Common Anti-Patterns
| Anti-Pattern | Symptom | Fix |
|---|---|---|
| CLAUDE.md as wiki | Pollutes context every load, key instructions diluted | Keep only contract, move materials to skills and rules |
| Skill grab-bag | Description can’t stably trigger, workflow conflicts | One skill does one thing, explicit side-effect control |
| Too many tools, vague descriptions | Wrong tool selection, schema overwhelms context | Merge overlapping tools, clear namespacing |
| No verification loop | Claude has no way to tell if it’s actually done | Bind verifier to every task type |
| Over-autonomy | Unbounded multi-agent parallelism that is hard to stop once it goes wrong | Minimize roles, permissions, and worktrees; set explicit maxTurns |
| No context segmentation | Research, implementation, and review all pile onto the main thread, diluting effective context | Use /clear for task switches, /compact for phase switches, and offload heavy exploration to a subagent (Explore → Main pattern) |
| Wide autonomy but insufficient governance | Multi-agent execution and external tools are open, but permission boundaries and recovery boundaries are weak | Combine permissions, sandbox, hooks, and subagents into a single control boundary |
| Approved commands pile up uncleaned | Dangerous operations such as rm -rf remain in settings.json; once triggered, they are irreversible |
Regularly review the allowedTools list in .claude/settings.json |
Configuration Health Check
Based on the six-layer framework in this handbook, I packaged these checks into an open-source skill project, tw93/claude-health, which can evaluate your Claude Code configuration in one pass.

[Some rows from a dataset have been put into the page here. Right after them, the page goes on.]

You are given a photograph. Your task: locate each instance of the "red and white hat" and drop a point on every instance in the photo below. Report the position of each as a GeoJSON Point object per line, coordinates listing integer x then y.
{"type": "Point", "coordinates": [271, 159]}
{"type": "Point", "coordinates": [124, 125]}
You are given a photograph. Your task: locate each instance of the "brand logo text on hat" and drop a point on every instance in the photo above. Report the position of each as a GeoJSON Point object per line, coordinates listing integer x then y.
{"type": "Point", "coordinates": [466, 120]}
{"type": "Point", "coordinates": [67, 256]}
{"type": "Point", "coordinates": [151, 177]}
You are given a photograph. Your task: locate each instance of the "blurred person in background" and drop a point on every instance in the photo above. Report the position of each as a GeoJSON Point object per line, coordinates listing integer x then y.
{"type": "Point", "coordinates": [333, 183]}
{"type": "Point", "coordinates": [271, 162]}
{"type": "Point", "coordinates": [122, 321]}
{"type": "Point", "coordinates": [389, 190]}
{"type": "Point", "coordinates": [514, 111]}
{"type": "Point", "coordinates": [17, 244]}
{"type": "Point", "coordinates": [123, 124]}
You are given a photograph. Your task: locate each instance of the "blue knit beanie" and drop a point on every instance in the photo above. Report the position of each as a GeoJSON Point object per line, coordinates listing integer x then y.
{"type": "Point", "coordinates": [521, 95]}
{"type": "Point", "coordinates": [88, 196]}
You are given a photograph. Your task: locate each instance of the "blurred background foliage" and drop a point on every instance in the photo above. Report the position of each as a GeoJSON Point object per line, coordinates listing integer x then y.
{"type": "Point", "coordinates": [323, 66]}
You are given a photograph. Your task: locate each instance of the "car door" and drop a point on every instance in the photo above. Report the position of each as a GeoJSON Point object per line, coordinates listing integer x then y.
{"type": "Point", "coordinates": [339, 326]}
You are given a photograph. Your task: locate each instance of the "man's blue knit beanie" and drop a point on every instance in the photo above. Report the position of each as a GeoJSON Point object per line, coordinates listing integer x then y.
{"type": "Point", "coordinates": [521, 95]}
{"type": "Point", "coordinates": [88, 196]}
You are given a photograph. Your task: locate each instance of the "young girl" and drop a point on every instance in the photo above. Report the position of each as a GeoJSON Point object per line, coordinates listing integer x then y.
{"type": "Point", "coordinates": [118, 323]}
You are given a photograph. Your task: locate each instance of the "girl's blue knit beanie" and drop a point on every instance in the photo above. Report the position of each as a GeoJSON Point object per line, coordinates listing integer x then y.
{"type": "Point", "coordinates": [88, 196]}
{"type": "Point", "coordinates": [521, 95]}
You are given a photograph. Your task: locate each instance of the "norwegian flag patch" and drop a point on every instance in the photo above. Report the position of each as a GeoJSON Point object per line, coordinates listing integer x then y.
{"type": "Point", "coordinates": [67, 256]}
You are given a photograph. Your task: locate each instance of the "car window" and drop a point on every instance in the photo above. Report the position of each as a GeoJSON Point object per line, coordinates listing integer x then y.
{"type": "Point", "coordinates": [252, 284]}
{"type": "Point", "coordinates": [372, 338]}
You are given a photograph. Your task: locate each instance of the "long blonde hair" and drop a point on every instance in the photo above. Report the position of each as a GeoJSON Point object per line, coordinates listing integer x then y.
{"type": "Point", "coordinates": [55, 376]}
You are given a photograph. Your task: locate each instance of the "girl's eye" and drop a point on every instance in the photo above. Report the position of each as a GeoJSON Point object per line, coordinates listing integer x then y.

npx skills add tw93/claude-health
After installing, run /health in any session. It evaluates project complexity, checks CLAUDE.md, rules, skills, hooks, allowedTools, and recurring behavior patterns, then outputs a prioritized report: fix now, structural issues, and gradual improvements.

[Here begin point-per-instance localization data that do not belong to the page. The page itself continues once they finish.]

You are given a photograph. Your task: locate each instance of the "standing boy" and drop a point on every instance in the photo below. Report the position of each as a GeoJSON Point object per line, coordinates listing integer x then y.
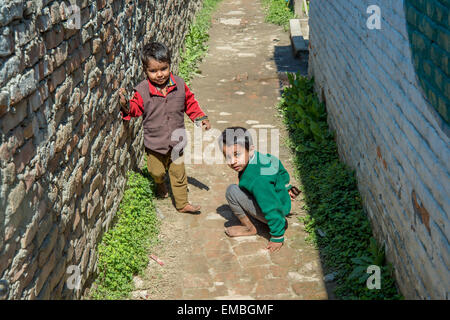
{"type": "Point", "coordinates": [263, 192]}
{"type": "Point", "coordinates": [162, 99]}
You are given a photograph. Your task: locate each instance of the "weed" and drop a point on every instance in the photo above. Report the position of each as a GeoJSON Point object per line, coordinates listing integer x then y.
{"type": "Point", "coordinates": [123, 250]}
{"type": "Point", "coordinates": [278, 12]}
{"type": "Point", "coordinates": [332, 199]}
{"type": "Point", "coordinates": [195, 45]}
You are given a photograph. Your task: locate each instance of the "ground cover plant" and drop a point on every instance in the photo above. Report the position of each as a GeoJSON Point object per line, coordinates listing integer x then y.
{"type": "Point", "coordinates": [335, 218]}
{"type": "Point", "coordinates": [195, 45]}
{"type": "Point", "coordinates": [278, 12]}
{"type": "Point", "coordinates": [123, 250]}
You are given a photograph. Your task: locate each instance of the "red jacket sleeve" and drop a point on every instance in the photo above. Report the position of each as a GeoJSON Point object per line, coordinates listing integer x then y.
{"type": "Point", "coordinates": [192, 108]}
{"type": "Point", "coordinates": [136, 105]}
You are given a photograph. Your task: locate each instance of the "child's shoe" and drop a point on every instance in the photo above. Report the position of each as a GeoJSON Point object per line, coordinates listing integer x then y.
{"type": "Point", "coordinates": [190, 208]}
{"type": "Point", "coordinates": [161, 190]}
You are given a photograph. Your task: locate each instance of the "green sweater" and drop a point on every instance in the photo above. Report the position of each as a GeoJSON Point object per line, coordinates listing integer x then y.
{"type": "Point", "coordinates": [268, 181]}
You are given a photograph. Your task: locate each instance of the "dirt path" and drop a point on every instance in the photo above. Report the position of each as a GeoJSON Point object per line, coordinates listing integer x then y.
{"type": "Point", "coordinates": [239, 85]}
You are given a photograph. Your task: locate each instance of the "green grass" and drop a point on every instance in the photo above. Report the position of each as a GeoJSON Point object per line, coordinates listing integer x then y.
{"type": "Point", "coordinates": [123, 250]}
{"type": "Point", "coordinates": [332, 199]}
{"type": "Point", "coordinates": [195, 45]}
{"type": "Point", "coordinates": [278, 12]}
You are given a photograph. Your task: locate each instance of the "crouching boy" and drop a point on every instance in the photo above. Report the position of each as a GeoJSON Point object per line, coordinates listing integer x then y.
{"type": "Point", "coordinates": [263, 192]}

If you want to know how far your configuration is from these principles after reading this handbook, running /health is the fastest way.
Conclusion
Using Claude Code typically involves three stages:
| Stage | Focus | Efficiency Perception |
|---|---|---|
| Tool User | “How do I use this feature?” | Helpful but limited |
| Process Optimizer | “How do I make collaboration smoother?” Start using CLAUDE.md and Skills intentionally | Significant improvement |
| System Designer | “How do I make the agent operate autonomously under constraints?” | Qualitative change |
One practical test matters more than most: if you cannot clearly articulate what “done” looks like, the task is probably not ready for autonomous execution by Claude. Without acceptance criteria, there is no reliable notion of a correct answer, no matter how capable the model is.
These are my takeaways from six months of sustained use. There is still more to learn, but this framework has held up well in practice. If you have found a better operating pattern, I would be interested in comparing notes.